How can a sushi joint even operate, then? (not sarcastic, I'm curious) I mean I appreciate that rare meat is a statistically higher risk (though I maintain if it's fresh and it's cooked properly, that risk is very low), but it's across the board safer than any sushi.
I eat beef sahsimi at sushi joints too. I really do just enjoy raw beef.
Cooking a rare burger is hard(er). When I make my own I usually go medium rare because I'm lazy, I'm not a good cook, and meat that's been in my fridge a few days isn't the best. I'm not getting rare burgers off the grease trucks on the street either.Quote:
Also: my preference is for a medium burger. It's how I think a burger tastes best, so it's the default at the owl. To get a good sear on a rare burger is more difficult - often we'll sprinkle a little sugar on the meat to get a better crust on a rare order.
But if I'm at a restaurant it's something I expect to be available. Like a rare steak. Anything cooked past medium rare just tastes dry to me and it loses that flavor that the juice has. Makes me sad. I appreciate it's not everyone's taste, but it's one of those perks of eating at a decent place that makes me want to sit down and pay more than I would to go to the short order joint on the corner.
There's a world of difference between fish and meat. It's really about the fat that's in the meat. A land animal's fat goes rancid in a much different way than an ocean creature. You're far more likely to notice off fish than off beef. The fish fat starts to turn into ammonia when it oxidizes and gives it the distinctive "off fish" scent. Beef fat doesn't go rancid the same way - it starts to smell 'sweeter' before it smells off. Then you take into account meat sometimes having a "gamey" scent from the beginning and it's harder to tell with a quick sniff. It just takes a more trained nose.
Also, a sushi joint is more geared to storing protein below 40º at all times. Opening and closing a fridge during service makes it warm up some. It's not uncommon to find your reach in at 50º at the end of the night. The refrigeration fish joints use is a bit more on the high end. And they can literally keep the product on ice until the moment it hits a plate. There's no cooking to take into account, so the fish never even hits the temperature for bacterial growth.

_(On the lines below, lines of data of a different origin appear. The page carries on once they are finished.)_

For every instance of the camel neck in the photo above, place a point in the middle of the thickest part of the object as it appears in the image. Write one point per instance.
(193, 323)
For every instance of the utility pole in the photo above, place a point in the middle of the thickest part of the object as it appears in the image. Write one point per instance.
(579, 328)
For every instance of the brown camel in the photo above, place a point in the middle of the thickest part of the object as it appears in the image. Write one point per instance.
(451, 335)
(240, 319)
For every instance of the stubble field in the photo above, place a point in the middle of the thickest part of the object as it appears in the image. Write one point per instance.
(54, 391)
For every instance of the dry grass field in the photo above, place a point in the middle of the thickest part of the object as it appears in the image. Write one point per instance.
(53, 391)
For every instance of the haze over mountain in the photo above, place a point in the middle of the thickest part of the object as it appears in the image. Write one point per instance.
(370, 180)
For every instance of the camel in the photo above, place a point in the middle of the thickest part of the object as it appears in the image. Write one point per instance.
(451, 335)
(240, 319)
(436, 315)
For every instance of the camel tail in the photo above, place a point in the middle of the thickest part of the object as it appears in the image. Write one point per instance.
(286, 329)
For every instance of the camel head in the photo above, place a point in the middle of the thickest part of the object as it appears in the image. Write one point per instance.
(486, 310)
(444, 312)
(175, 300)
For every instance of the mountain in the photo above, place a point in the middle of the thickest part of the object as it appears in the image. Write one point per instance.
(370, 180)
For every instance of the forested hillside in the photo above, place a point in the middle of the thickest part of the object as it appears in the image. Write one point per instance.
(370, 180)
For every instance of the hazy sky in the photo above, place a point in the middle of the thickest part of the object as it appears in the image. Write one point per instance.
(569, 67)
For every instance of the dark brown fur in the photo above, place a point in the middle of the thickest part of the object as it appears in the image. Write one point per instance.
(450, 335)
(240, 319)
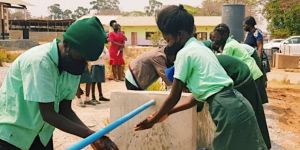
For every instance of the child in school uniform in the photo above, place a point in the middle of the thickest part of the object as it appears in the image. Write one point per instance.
(98, 76)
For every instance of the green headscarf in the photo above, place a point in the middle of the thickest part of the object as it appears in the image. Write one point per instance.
(87, 37)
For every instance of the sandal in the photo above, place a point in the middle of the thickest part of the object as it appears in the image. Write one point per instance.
(101, 98)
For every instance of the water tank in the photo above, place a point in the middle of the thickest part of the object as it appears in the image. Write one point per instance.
(233, 15)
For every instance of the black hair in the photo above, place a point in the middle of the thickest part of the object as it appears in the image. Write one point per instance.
(223, 29)
(250, 21)
(112, 22)
(173, 19)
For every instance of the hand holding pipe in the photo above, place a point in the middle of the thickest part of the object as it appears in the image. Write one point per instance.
(90, 139)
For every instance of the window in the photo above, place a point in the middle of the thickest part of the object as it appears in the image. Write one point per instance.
(202, 36)
(148, 35)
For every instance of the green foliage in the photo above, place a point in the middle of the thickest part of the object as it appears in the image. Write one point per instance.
(80, 11)
(192, 10)
(67, 14)
(55, 11)
(153, 7)
(283, 17)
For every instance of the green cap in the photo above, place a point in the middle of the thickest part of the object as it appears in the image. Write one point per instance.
(87, 37)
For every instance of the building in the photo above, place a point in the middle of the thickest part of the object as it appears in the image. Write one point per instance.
(138, 30)
(4, 6)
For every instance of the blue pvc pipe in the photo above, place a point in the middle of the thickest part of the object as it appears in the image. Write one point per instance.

When you're dealing with pre-ground beef the dangers increase dramatically. The beef has now been handled 3 times before it gets to your table. We'll be using pre ground beef for many reasons (mainly that we don't have the space to be grinding our own), but I'm confident in our purveyors and the quality of the beef we're using. Especially the local rancher stuff. I've been to the rancher's operation an know them personally - they can't hide behind a lawyer, so their product has to be fantastic to start with. Even when we do use SYSCO or Us Foods to source, we're using the grass fed higher quality option they sell.
Meat is only graded according to its fat content (select, choice, prime, and no-roll), but you can imagine that this doesn't tell the whole story. Just because a steak is well marbled doesn't mean it's quality meat. If an animal led a tough life the muscles will be tougher and less resilient than those on a pasture raised cow. Diet is a factor as well. Cows don't digest corn well and it basically just bloats them to market weight. A purchaser doesn't buy beef based on the finished poundage, they buy it based on the "hanging weight" which is what the cow weighs immediately after evisceration.

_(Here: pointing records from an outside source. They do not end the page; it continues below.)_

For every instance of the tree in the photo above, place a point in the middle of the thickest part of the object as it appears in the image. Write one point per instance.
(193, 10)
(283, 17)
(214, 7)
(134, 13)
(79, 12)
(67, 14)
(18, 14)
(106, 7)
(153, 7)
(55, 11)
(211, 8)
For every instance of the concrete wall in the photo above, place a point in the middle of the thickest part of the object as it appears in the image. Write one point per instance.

All this is a long winded way of saying you're much more likely to get fresh, quality fish than high grade beef. And the fish is more likely to be less handled, and better refrigerated.

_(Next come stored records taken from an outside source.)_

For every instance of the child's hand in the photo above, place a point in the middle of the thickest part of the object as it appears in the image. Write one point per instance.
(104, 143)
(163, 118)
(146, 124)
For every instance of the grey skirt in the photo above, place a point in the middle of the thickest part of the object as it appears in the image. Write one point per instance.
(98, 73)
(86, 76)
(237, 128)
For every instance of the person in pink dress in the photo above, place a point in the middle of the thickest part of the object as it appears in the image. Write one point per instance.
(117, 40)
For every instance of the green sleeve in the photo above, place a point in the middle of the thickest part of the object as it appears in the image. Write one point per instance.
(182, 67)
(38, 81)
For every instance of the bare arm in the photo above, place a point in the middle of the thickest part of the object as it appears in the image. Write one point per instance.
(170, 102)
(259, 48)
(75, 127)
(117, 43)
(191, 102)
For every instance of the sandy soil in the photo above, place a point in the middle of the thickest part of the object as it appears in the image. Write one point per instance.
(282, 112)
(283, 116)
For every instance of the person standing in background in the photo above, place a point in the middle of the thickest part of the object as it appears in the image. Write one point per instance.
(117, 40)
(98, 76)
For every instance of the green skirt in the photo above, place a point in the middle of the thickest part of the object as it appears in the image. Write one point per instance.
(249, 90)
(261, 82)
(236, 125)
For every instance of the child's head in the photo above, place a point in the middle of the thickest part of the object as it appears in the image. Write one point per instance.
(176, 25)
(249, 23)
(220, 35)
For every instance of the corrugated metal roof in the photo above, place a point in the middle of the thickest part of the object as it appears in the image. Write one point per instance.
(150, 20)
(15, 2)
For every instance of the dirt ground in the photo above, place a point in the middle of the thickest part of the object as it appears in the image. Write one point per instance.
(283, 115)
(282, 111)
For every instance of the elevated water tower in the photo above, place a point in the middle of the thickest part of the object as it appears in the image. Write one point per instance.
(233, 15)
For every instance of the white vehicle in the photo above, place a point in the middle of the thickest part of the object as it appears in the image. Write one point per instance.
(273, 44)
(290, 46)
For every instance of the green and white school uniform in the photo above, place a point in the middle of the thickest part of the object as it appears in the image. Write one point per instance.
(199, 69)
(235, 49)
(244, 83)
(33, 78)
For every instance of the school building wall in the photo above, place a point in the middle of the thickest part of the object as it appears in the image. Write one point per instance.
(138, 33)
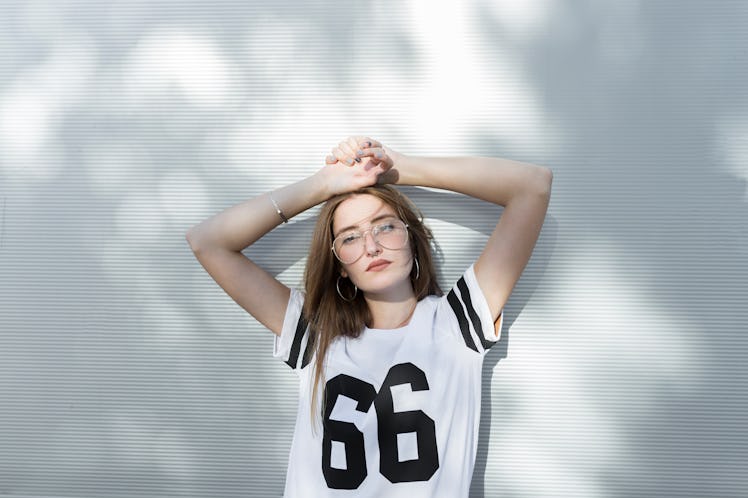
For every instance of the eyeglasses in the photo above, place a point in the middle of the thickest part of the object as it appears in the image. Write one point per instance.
(392, 234)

Well that was a surprisingly detailed and informative answer.
Still, though, a rare burger is red inside, not raw pink. It's been cooked, that has to help when compared to sushi, which is just raw, no?
Rare beef is really just warmed up. It's not what I'd call cooked and hasn't reached an internal temperature capable of killing anything. There's a ring of searing around the inside that has killed any surface bacteria which is where the majority of any accumulated horror lives.
That's why ground beef is more dangerous than steak - crevices. Ground beef is like play-doh noodles all pushed together in a patty. There's a lot of surface area throughout the whole web for evil to grow.
It really just comes down to the quality of the product and the quality of the people handling it. If it's a good place you're very unlikely to get ill on a statistic level - though you most likely have been the victim of the shits many times from mild food poisoning.
I mean if I have, I've never noticed. And I've had some burgers that would be worth a shift on the bowl even if I had.
My fear of undercooked meat stems from that X-Files episode about the liver fluke people.
Can I get my rare burger cooked at 92 F for six hours? Can you cook the egg at that temp, too?
Make me a sandwich with that 72 hour pastrami that the Modernist Cuisine guy served to Colbert.